Il Pilastro della Tofana di Rozes e la Via Costantini - Apollonio. Di Manrico Dell'Agnola
Era fine settembre del 1980 e avevo un gran mal di testa, la giornata era impeccabile ed il pilastro, alle luci del primo mattino, risplendeva, l’atmosfera pulita lo rendeva vicino, croccante, invitante. Il mio vecchio Maggiolino grigio in qualche modo era arrivato fin dove le ruote non passavano più, ed è li che rimase. Mauro sembrava in forma, ma io sulla cengia d’attacco lasciai parte del cibo mangiato la sera prima.

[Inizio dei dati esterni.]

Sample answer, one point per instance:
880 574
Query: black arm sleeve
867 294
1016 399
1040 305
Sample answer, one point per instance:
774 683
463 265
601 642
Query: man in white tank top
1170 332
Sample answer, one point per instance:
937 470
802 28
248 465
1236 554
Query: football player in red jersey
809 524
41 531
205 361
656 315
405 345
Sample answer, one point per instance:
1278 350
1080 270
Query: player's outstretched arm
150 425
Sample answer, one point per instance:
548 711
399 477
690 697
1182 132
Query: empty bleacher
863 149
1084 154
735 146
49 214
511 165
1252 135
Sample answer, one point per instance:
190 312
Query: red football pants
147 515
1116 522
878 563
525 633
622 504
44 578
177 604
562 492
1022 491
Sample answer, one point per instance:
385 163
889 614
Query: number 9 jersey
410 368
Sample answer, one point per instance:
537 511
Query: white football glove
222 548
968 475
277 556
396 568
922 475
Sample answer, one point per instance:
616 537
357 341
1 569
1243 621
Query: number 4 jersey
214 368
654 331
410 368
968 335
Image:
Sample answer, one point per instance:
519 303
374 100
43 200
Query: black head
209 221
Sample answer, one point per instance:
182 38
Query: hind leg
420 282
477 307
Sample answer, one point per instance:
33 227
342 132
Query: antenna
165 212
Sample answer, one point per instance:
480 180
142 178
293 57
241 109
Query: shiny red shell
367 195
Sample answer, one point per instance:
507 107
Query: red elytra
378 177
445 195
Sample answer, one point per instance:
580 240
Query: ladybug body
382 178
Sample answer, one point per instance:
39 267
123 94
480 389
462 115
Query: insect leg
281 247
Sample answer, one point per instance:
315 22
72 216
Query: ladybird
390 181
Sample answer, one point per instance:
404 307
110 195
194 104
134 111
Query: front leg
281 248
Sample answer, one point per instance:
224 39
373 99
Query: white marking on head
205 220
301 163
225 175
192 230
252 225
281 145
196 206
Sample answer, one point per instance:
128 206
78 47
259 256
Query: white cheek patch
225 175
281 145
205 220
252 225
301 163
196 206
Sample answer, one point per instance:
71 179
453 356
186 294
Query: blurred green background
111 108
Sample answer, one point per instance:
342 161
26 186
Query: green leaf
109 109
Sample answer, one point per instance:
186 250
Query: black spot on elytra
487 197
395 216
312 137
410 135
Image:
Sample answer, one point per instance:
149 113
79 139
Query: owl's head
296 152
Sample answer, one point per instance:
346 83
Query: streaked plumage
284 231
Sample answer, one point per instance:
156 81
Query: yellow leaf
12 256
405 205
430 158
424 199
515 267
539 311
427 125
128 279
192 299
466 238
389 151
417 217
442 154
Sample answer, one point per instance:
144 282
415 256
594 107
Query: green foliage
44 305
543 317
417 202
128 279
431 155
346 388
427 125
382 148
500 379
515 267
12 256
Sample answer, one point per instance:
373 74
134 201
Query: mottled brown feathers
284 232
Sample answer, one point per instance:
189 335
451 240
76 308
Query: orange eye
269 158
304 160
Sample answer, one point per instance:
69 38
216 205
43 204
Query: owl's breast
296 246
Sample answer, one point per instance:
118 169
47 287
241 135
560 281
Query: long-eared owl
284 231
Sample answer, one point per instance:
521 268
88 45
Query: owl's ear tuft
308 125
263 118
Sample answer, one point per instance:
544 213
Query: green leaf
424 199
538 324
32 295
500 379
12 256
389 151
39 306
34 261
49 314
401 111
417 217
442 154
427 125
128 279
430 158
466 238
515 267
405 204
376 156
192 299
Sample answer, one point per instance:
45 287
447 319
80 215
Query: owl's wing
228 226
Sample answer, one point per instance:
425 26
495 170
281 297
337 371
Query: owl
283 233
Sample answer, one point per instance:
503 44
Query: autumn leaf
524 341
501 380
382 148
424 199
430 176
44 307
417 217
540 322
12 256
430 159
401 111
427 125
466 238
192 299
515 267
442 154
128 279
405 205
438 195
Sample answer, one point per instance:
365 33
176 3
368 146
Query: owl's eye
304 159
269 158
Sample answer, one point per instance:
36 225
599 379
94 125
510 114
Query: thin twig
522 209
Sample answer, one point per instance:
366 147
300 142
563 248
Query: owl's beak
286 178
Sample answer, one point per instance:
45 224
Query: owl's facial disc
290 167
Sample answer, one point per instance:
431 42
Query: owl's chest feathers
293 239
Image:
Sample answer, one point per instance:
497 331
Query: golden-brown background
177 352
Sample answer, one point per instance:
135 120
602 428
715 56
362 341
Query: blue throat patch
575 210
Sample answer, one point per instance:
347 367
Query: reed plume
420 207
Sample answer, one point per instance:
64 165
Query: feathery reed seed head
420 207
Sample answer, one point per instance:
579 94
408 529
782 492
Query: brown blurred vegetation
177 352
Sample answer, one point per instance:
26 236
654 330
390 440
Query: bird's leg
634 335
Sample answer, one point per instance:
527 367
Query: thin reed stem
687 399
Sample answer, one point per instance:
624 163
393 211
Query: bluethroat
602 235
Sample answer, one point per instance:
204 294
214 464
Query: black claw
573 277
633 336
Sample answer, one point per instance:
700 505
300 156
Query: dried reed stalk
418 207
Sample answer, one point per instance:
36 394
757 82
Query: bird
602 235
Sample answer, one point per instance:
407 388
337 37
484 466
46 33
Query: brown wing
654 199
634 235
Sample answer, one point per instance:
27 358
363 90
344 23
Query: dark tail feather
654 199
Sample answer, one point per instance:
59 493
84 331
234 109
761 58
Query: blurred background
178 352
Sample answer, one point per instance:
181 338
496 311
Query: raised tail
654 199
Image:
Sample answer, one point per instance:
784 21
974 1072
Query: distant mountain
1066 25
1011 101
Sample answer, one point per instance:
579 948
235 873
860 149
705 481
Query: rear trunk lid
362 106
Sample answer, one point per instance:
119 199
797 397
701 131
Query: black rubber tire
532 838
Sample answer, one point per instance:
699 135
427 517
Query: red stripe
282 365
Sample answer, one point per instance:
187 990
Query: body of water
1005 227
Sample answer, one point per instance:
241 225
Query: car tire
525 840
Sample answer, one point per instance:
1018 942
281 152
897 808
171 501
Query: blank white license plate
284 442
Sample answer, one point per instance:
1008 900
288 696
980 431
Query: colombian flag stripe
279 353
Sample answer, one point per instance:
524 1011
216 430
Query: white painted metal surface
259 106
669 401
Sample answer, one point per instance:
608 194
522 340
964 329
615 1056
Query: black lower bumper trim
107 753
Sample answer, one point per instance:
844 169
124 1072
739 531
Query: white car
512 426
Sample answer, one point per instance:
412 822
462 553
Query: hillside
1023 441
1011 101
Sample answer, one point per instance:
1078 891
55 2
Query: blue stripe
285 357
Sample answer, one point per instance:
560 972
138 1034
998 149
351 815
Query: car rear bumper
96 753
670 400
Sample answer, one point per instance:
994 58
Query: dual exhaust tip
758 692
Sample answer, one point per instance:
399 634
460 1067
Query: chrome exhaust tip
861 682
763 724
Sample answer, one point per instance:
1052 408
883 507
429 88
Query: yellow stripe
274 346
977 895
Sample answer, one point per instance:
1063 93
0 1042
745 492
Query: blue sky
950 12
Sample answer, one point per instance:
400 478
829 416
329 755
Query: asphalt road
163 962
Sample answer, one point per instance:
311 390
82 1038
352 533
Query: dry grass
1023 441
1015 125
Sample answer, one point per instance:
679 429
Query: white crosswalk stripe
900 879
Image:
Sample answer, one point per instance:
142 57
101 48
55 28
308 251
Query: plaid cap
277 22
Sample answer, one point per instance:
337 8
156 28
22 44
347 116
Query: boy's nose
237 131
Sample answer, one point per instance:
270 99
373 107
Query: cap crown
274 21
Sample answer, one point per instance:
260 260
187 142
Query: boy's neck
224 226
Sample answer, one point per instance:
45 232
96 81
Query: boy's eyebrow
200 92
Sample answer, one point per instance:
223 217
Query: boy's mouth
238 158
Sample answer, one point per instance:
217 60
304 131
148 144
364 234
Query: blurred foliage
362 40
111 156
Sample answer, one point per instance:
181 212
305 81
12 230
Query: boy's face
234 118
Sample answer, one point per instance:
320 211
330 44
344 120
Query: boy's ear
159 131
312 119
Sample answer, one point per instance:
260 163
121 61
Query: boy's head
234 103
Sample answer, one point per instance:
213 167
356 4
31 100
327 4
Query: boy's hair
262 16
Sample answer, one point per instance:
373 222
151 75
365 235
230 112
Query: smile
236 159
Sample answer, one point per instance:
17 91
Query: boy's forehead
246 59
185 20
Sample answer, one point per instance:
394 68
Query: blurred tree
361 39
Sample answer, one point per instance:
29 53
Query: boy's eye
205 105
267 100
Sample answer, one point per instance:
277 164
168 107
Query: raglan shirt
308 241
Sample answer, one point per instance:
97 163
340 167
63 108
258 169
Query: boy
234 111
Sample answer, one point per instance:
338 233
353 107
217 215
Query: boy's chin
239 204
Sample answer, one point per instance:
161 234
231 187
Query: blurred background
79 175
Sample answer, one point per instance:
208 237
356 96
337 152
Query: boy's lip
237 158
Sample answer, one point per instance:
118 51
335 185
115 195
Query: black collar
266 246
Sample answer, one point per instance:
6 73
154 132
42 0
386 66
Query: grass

Comincia l’avventura.
Meno di un’anno fa non sapevamo cosa significasse arrampicare ed ora eravamo li, toccavamo appigli di sesto grado e sopra di noi strapiombi gialli… un sogno. Io arrampicavo spedito ed i bicipiti “guizzanti” di Mauro che mi seguivano sembravano dare fiducia. Fin sotto la “schiena di mulo” nessun problema, e il nostro “Ego” ne andava orgoglioso, molto meno orgogliosi eravamo invece il giorno dopo, quando infreddoliti ed umiliati scendemmo al Rifugio Giussani a mendicare un piatto di minestra.
La montagna ci aveva un’altra volta insegnato qualcosa e la notte in maglietta su quella cengia gelida me la ricorderò per sempre. Ora il pilastro, seppur ancora impegnativo, si percorre in libera in poche ore, a volte si scende dalla seconda cengia se la “schiena di mulo” è bagnata, o addirittura se ne percorre solo la parte grigia durante qualche tiepida serata d’agosto, eppure la Via Costantini - Apollonio non è cambiata anzi, un tempo era ancora più chiodata. Siamo solo cambiati noi.